Nykirke-Barkåker is one of the railway sections where a double-track high-speed line is being built on the Vestfold line (south west of Oslo). To make room for a new double-track, a rock slope close to the existing track must be adjusted or removed by blasting. Prior to blasting, NGI in collaboration with Geovita was responsible for creating a 3D rock model of the slope, including visualization of the cracks and assessment of risk associated with blasting.

Stability assessment and mapping of cracks

Before blasting the rock slope, a stability assessment is necessary. This involves identifying the fractures and cracks in the rock mass, which in turn helps to identify potential unstable rock blocks, and thus assess the stability of the slope.

NGI and Geovita have used a comprehensive digital workflow to solve this task, with an increasing degree of R&D during the project. The work mainly consisted of the following steps:

  1. Data collection using drones, LiDAR scanners and field measurements
  2. Processing and processing of point cloud (collected data) using software (CloudCompare and Maptek Pointstudio)
  3. Crack detection on 3D model in Maptek
  4. Visualize cracks and potentially unstable blocks in Rhino3D / Grasshopper

Data collection and 3D modelling

To produce a complete point cloud over the entire slope, both photogrammetry (drone) and LiDAR scanning were used. Lots of vegetation and an existing safety net made it challenging to get a complete point cloud only with the help of a drone. Complemented by LiDAR scanning and manual filtration of vegetation, the resulting point cloud became better suited for further treatment. Field measurements of the fracture orientation were also performed in order be able to verify the quality of the fracture classification at a later stage.

Before the point cloud could be transformed into a 3D model, it was processed using the CloudCompare and Maptek Pointstudio software. Here, filtering of point density and noise was performed, and unnecessary parts of the point cloud were removed, for example overlapping parts from the two data collection methods.

The point cloud was then transformed into a mesh, and then assembled into a 3D model. Then, a semi-automatic crack detection was performed using Pointstudio, where similar cracks were grouped into crack sets. A kinematic analysis was performed in Pointstudio, and the risk-exposed cracks were identified.

The cracks were imported into the software Rhino3D / Grasshopper, where one could identify potential unstable blocks using the 3D model and the crack sets, and calculate the volume and weight of the blocks.
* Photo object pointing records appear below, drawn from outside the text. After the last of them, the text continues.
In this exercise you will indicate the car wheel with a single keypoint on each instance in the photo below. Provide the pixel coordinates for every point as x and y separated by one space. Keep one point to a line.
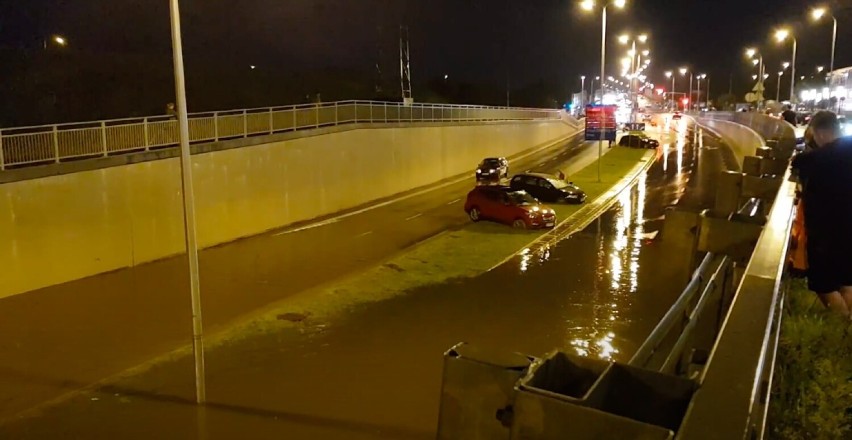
475 215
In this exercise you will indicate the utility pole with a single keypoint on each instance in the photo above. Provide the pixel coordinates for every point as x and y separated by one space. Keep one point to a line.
405 66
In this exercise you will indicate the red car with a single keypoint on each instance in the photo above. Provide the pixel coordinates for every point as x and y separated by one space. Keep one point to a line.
505 205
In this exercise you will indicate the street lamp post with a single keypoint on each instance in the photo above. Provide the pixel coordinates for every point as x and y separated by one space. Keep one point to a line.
781 35
669 74
188 205
817 14
589 5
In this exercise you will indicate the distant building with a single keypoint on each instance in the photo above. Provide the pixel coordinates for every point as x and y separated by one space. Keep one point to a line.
837 87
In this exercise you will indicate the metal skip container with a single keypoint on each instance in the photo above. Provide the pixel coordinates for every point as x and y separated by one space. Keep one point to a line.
567 396
477 393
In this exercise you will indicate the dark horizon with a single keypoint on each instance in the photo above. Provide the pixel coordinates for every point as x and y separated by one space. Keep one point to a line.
123 45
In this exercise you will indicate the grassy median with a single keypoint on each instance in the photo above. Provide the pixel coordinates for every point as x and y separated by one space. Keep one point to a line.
812 388
461 253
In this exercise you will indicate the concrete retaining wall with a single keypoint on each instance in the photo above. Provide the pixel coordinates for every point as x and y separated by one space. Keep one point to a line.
745 132
65 227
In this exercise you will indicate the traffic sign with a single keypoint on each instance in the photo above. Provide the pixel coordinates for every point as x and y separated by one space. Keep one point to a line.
600 122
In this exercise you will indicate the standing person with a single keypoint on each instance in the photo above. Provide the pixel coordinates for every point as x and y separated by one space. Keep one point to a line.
789 115
826 175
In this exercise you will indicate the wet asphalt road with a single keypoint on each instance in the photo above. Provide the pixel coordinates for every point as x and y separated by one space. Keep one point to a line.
375 373
62 338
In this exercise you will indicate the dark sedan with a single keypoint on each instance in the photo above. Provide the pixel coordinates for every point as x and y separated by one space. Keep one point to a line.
548 188
638 141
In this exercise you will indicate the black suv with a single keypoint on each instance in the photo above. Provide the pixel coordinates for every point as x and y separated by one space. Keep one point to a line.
638 141
547 188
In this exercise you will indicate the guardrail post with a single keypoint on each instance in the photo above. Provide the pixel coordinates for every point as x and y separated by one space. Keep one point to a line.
56 144
216 126
103 137
145 129
2 161
245 123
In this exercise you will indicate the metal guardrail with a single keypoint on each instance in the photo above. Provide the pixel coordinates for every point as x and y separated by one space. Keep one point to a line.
24 146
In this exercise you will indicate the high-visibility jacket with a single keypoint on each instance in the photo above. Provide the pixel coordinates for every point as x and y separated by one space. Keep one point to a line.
797 258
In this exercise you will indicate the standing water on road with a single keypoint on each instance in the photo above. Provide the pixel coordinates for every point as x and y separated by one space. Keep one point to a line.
375 372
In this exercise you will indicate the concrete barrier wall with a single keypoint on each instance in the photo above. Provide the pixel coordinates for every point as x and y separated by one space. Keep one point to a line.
742 140
61 228
745 132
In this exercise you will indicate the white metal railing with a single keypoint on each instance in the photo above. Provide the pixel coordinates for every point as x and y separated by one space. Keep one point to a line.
24 146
3D bergmodel og sprekkegjenkjenning av Bollerudskjaeringen 700

3D rock model and crack recognition of the rock slope

Information flow and improved understanding

From ongoing research at NGI, work is being done to develop a comprehensive automatic workflow, which will facilitate the task of transforming collected field data into a 3D visualization and end up with a recommendation of necessary bolt force and design to secure individual blocks. This will also contribute to a simpler flow of information and an improved understanding for all parties involved in the securing process for construction in rock.